デルタが手を抜いているわけではない。命令によって強制的に戦わされているものの、動きも魔力も正常である。
それでも決定打に持ち込めないほど、アンラベルの連携が巧みなのだろう。
こんな戦いを延々と見続けられるほど、レーツェンも暇ではない。
ゆえに、命令を下す。
「デルタ、弱い奴を狙いなさい。

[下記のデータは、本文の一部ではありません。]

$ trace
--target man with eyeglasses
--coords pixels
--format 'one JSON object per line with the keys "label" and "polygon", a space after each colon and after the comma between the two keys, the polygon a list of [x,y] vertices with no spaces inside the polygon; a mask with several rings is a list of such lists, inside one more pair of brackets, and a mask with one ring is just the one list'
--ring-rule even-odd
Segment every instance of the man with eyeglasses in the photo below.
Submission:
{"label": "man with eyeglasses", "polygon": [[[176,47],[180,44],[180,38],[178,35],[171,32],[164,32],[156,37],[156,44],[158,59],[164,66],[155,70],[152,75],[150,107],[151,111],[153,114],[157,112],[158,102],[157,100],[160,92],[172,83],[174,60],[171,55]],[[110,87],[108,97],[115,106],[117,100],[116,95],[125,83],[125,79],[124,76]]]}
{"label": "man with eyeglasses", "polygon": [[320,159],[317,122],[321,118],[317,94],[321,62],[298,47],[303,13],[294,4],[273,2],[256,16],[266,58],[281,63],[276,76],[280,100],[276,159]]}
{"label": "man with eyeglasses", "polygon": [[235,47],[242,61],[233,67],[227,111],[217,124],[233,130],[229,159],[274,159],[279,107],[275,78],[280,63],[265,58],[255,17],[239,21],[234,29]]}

後方に居るメンバー、あの金髪です」
レーツェンが指し示したのは、ルーシィであった。
命令を受けて、デルタの動きが変わる。
「うぉっ、テメェ!」
ティファニーを突破して、後方に控えたメンバーのもとへ。
無論それを止めようと、ティファニーの雷撃が放たれるものの。
後方からのそれを、デルタは容易に回避する。
そしてその手は、ルーシィのもとへと。
「えぇ!? わたし!?」
まさかの自分狙いに、ルーシィは咄嗟に身構えるものの。
すでにデルタの手には、破壊的な魔力が集っており。
その魔法は、残酷にも、
――当たる直前で、邪魔が入る。
「させません」
デルタの攻撃を弾いたのは、魔女、シャルロッテ。
まさかの横槍に、デルタの動きも止まる。
気がつけば、彼女だけではない。
教会に居た他のワルプルギスの魔女たちも、同じように戦闘態勢に入っていた。
アンラベルを守るために。
「……魔女風情が、国に、陛下に逆らうと?」
レーツェンの声が、怒りで震える。
「あなた方の独裁を許しては、この国の未来は歪んでしまう」
シャルロッテも、他の魔女たちも。
すでに、覚悟は決まっていた。
「……本当に、残念です」
まさか、ここまで否定されてしまうとは。
もはや説得は不可能と、レーツェンも判断する。
そこからは、一瞬であった。
たった一振り、杖を振っただけで。
ワルプルギスの魔女たちは、地面へと崩れ落ちた。
「……マジか」
その光景に、ティファニーは思わずつぶやく。
レーツェンがその気になれば、いつでもこの戦闘を終わらせることが出来る。
こちらの戦いをデルタに任せているのは、ただの気まぐれのようなもの。
この必死な抵抗も、彼女の手のひらの上で踊らされているだけ。
このままでは、どう足掻いても勝ちはない。
ここにいるメンバーだけでは。
「なにやってんだよ、クソガキぃ!」
この場に居ない隊長に対して、ティファニーは魂の叫びを。
すると、まるでそれに呼応するかのように。
遠方にて、強大な力が発生する。
それは天まで届く、真っ赤な魔力の輝き。
尋常ならざる、力の波動。
「……あれは、一体」
それは、レーツェンですら知らないもの。
全てを変える、新たなる光であった。